12. How does Gabriel’s Story address the grand universal themes of good and evil, human vengeance and divine retribution, the outcast and the community?

13. Why does Caleb shoot Marshall instead of Solomon and Eliza as he’s been ordered to do? Which aspects of Caleb and Marshall’s tangled history would make him act in this way?

14. Gabriel’s Story takes place at a crucial moment in American history, just after the Civil War when freed slaves were moving north and trying to make new lives as landowners, when Native Americans were being swept from the country, and when the frontier was being fully opened to the West. How does the novel portray the changing relations between whites, blacks, and Native Americans during this period?

15. Much of Gabriel’s Story revolves around family–the effects of abuse on Marshall and Caleb’s family, their destruction of the "little Eden" of the Mexican family they encounter, and the trials and ultimate triumph of Gabriel’s family. What does the novel as a whole seem to be saying about the importance of family?

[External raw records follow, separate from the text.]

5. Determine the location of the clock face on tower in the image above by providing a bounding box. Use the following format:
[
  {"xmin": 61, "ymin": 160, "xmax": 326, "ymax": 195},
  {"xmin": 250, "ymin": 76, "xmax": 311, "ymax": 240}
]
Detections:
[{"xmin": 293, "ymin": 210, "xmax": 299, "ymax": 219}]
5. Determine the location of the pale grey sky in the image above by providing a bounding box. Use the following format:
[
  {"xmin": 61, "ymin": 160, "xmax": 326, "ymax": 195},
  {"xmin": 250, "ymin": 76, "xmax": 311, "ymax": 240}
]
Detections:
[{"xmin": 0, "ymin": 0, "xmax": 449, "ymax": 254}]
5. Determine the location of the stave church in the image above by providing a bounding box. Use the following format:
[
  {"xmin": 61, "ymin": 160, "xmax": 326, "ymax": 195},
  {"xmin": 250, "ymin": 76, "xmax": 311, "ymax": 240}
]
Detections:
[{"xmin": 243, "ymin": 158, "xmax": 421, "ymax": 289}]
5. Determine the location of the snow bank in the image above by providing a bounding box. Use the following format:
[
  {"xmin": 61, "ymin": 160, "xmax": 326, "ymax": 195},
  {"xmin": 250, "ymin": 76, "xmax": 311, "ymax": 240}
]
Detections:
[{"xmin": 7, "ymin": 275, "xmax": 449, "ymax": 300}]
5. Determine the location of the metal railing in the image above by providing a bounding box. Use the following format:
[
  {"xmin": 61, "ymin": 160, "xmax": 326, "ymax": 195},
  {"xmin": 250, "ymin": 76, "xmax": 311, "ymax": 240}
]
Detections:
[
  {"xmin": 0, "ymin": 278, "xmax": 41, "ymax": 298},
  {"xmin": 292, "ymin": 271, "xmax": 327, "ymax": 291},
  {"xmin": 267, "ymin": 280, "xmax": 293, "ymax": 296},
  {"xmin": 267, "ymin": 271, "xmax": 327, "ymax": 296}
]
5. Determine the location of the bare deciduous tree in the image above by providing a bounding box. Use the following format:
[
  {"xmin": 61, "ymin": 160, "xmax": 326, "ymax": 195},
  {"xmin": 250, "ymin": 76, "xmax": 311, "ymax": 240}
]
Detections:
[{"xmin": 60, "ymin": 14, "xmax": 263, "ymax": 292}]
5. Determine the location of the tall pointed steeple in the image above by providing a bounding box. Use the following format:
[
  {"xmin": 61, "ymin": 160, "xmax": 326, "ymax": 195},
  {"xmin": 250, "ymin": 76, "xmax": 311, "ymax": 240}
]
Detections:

16. What qualities make Gabriel’s Story unique in the Western genre? In what ways is the West, as is it portrayed in the novel, different from the myths that have been passed down through film and popular fiction? In what ways can recent American history–especially in terms of race, gender, and family issues–be seen in embryo in Gabriel’s Story?

About this Author

David Anthony Durham was born in 1969 to parents of Caribbean ancestry. He won the Zora Neale Hurston/Richard Wright Fiction Award in 1992 and received an MFA from the University of Maryland in 1996. He has lived and traveled widely throughout America and Europe. Durham, along with his wife and daughter, now divides his time between the United States and Scotland.

Suggested Reading

James Carlos Blake, In the Rogue Blood; Peter Carey, True History of the Kelly Gang; William Faulkner, As I Lay Dying; Ernest J. Gaines, A Lesson Before Dying; Zora Neale Hurston, Their Eyes Were Watching God; Cormac McCarthy, All the Pretty Horses; Larry McMurtry, Lonesome Dove; James Alan McPherson, Elbow Room; Toni Morrison, Song of Solomon; Richard Wright, Black Boy.